Paradoxalement, le gouvernement français a interdit la chaîne russe RT France, sous prétexte qu’elle était « financée par le Kremlin ». Si RT France n’est pas neutre sur la politique menée en Russie, France Télévision l’est-elle plus sur celle menée en France ? Par comparaison, par exemple, le traitement médiatique des manifestations des Gilets Jaunes, de Julian Assange ou de l’Amérique latine, était relativement plus complet sur RT France que sur le service public de l’hexagone…

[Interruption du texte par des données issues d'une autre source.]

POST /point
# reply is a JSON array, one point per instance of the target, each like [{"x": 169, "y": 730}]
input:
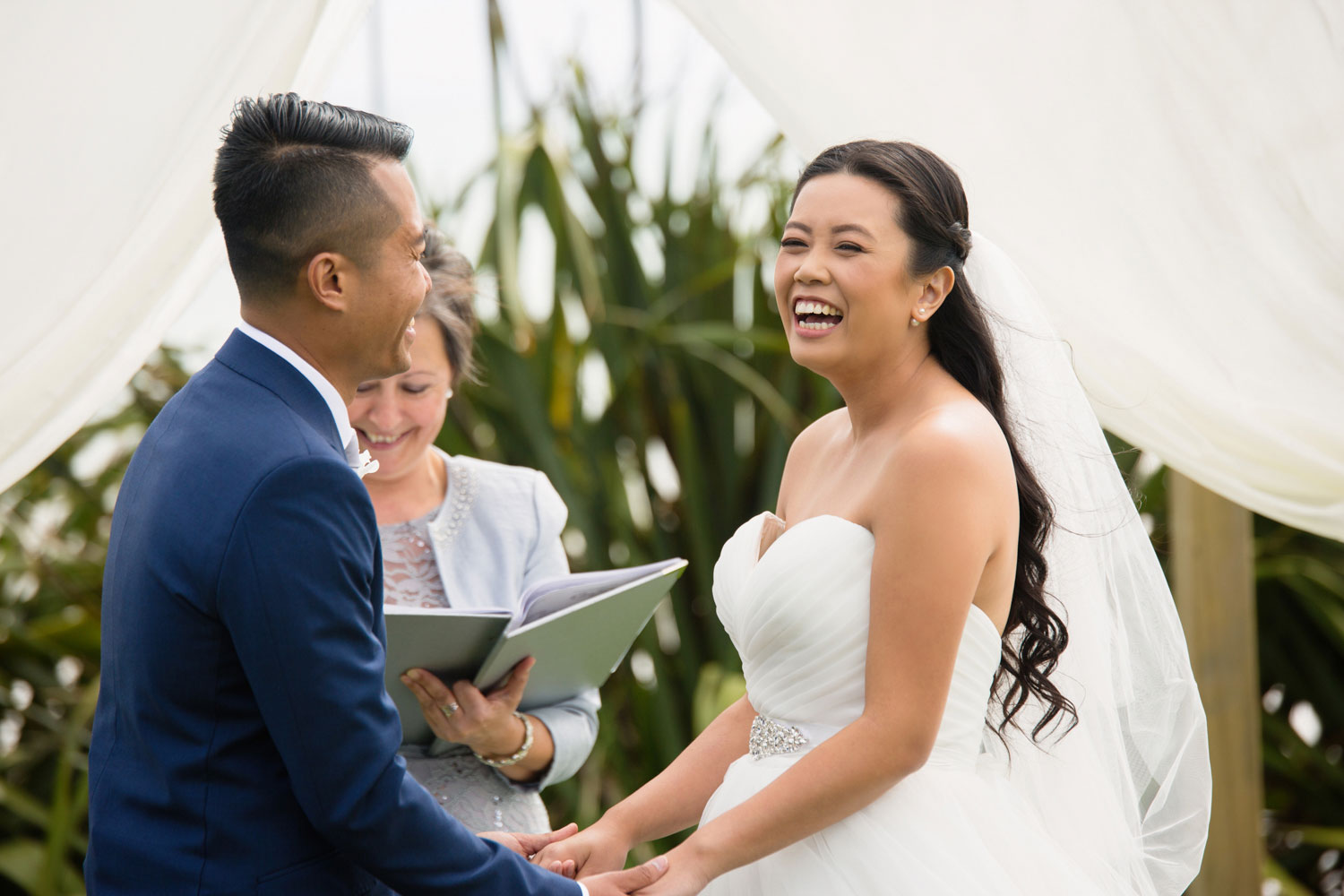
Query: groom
[{"x": 244, "y": 742}]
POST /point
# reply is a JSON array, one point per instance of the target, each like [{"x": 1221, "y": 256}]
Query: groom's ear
[{"x": 331, "y": 280}]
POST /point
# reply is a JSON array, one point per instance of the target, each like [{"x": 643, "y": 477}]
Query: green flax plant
[{"x": 655, "y": 390}]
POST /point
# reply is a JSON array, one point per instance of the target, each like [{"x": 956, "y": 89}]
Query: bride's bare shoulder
[{"x": 959, "y": 440}]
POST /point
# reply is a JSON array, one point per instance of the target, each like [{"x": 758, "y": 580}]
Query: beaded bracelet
[{"x": 521, "y": 751}]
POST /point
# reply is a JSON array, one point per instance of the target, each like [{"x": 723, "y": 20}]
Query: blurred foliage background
[{"x": 655, "y": 389}]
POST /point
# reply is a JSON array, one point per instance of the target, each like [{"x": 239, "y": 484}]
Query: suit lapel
[{"x": 253, "y": 360}]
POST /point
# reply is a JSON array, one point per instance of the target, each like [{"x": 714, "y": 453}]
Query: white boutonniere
[{"x": 366, "y": 465}]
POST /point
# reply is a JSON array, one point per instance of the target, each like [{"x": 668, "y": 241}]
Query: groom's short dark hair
[{"x": 292, "y": 179}]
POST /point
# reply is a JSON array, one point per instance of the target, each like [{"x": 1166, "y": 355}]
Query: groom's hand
[
  {"x": 618, "y": 883},
  {"x": 597, "y": 849},
  {"x": 529, "y": 845}
]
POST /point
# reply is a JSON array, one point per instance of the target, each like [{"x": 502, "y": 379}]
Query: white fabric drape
[
  {"x": 1169, "y": 177},
  {"x": 112, "y": 116}
]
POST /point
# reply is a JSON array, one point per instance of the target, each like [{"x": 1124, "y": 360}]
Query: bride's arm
[
  {"x": 669, "y": 802},
  {"x": 937, "y": 525},
  {"x": 676, "y": 797}
]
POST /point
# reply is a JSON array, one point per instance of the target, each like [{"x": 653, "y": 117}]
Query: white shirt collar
[{"x": 333, "y": 402}]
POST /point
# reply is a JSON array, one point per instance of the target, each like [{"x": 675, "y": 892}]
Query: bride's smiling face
[{"x": 841, "y": 280}]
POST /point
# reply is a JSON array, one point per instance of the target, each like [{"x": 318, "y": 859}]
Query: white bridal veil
[{"x": 1128, "y": 790}]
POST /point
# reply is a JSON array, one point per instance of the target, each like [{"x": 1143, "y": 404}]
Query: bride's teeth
[{"x": 816, "y": 308}]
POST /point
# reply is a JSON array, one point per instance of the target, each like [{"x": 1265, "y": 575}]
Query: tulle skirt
[{"x": 951, "y": 831}]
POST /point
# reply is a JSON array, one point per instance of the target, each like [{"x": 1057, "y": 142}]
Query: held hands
[
  {"x": 464, "y": 715},
  {"x": 618, "y": 883},
  {"x": 593, "y": 852},
  {"x": 529, "y": 845}
]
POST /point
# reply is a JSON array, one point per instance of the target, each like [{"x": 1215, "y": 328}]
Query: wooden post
[{"x": 1214, "y": 583}]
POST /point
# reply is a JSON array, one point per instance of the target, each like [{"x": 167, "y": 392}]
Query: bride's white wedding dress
[{"x": 798, "y": 616}]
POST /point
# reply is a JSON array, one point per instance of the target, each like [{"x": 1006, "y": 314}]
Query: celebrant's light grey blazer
[{"x": 496, "y": 533}]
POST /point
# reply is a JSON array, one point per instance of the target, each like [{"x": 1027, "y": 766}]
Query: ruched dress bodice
[{"x": 798, "y": 616}]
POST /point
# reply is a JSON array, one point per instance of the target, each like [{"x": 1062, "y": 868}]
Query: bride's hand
[
  {"x": 529, "y": 845},
  {"x": 683, "y": 879},
  {"x": 589, "y": 852}
]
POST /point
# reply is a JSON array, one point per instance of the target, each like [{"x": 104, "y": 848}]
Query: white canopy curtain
[
  {"x": 112, "y": 116},
  {"x": 1169, "y": 175}
]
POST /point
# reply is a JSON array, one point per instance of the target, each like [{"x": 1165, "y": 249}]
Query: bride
[{"x": 964, "y": 669}]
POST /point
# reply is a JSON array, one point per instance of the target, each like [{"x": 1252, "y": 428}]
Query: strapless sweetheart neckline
[
  {"x": 790, "y": 527},
  {"x": 798, "y": 618}
]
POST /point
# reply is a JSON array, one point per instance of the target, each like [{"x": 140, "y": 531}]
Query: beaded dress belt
[{"x": 771, "y": 737}]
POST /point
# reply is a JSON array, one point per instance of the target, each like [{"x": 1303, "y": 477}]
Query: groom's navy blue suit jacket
[{"x": 244, "y": 742}]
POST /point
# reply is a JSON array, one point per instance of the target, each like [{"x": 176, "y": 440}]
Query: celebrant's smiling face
[
  {"x": 841, "y": 280},
  {"x": 398, "y": 418}
]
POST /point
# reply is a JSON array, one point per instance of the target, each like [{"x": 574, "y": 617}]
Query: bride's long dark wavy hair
[{"x": 935, "y": 217}]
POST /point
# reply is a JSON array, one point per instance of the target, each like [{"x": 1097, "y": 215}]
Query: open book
[{"x": 578, "y": 626}]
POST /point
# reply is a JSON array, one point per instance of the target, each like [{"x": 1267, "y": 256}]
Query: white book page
[{"x": 553, "y": 595}]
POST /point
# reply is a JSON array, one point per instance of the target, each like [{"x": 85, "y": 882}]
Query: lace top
[{"x": 410, "y": 573}]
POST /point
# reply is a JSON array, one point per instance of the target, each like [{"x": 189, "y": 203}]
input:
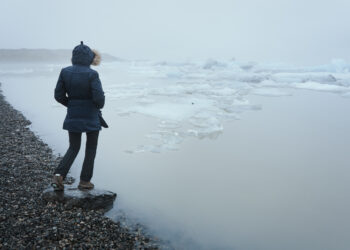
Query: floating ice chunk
[
  {"x": 346, "y": 95},
  {"x": 269, "y": 92},
  {"x": 211, "y": 63},
  {"x": 321, "y": 87},
  {"x": 169, "y": 124}
]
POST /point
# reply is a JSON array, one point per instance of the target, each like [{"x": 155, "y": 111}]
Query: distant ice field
[{"x": 214, "y": 154}]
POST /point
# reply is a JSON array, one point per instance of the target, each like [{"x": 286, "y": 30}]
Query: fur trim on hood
[{"x": 97, "y": 58}]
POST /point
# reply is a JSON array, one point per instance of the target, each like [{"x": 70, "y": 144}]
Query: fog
[
  {"x": 213, "y": 155},
  {"x": 229, "y": 124},
  {"x": 292, "y": 31}
]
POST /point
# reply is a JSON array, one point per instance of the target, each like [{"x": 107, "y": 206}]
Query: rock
[{"x": 87, "y": 199}]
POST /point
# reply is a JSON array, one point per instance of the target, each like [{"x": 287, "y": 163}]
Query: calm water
[{"x": 275, "y": 179}]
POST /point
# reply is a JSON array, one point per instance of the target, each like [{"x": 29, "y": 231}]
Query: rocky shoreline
[{"x": 26, "y": 221}]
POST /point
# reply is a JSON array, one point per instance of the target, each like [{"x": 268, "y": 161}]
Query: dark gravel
[{"x": 26, "y": 222}]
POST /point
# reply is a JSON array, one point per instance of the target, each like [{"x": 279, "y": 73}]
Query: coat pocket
[{"x": 102, "y": 121}]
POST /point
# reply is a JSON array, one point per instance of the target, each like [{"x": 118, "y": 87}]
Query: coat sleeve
[
  {"x": 60, "y": 91},
  {"x": 98, "y": 96}
]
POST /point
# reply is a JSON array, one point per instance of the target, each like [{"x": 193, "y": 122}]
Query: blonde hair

Un modèle économique à revoir ?

Par ailleurs, l’indépendance de la presse de grande écoute est sérieusement remise en cause par ses modes de financement. Qu’ils reposent sur la fortune d’un riche actionnaire ou sur des subventions d’État, on peut très fortement craindre que cela influence la ligne éditoriale.

De la même façon, un média qui disposera de très peu de moyens pourra moins facilement enquêter et fournir un véritable contenu de fond. Beaucoup d’entre eux sombrent dans l’écueil de la reprise de brève AFP. Il n’est d’ailleurs pas rare de voir des dizaines d’articles fondamentalement identiques sur plusieurs sites, le même jour. À ce sujet, une étude de 2017 soulignait que 64 % des productions informatives publiées en ligne relevaient du pur et simple copier-coller.

Le manque de moyens et de rentabilité de la presse a également fait exploser le nombre de stagiaires au sein des rédactions. Or, ceux-ci sont bien souvent utilisés de la même façon que les salariés, notamment l’été où ils font véritablement office d’intérimaires. Bien évidemment, la qualité du travail peut s’en ressentir.

L’emprise de la pub

D’autres médias font massivement appel à la publicité pour faire du profit. C’est particulièrement le cas des chaînes de télévision privées, mais aussi de la presse papier. Dans certains magazines, notamment les gratuits, on dénombre même parfois plus de réclames que d’articles.

Or un tel modèle cause d’énormes problèmes d’indépendance. Comment des reporters pourraient-ils en effet poser un regard critique sur une entreprise ou une personne qui les finance ? En 2015, le Canard Enchaîné révélait ainsi que le milliardaire Vincent Bolloré avait fait en sorte de priver le journal le Monde de 7 millions de recettes publicitaires après deux papiers à son sujet qui ne lui avaient pas plu.

Des médias indépendants

Il existe malgré tout un certain nombre de médias indépendants qui ne sont soumis ni à un riche actionnaire ni à des annonceurs publicitaires, et s’acharnent à fournir un travail de décryptage inédit et rigoureux, comme: L’Humanité, Le Monde DiplomatiqueAlternatives Eco, Fakir, Politis, Mediapart, Reporterre, La Relève et la Peste, Le Vent se lève, Les 2 Rives, Frustration, Basta mag, CQFD, Les Crises, Regards, Le Média TV, Blast, Osons Causer, Le Canard réfractaire…. et d’autres encore à retrouver sur la carte de la « presse pas pareille».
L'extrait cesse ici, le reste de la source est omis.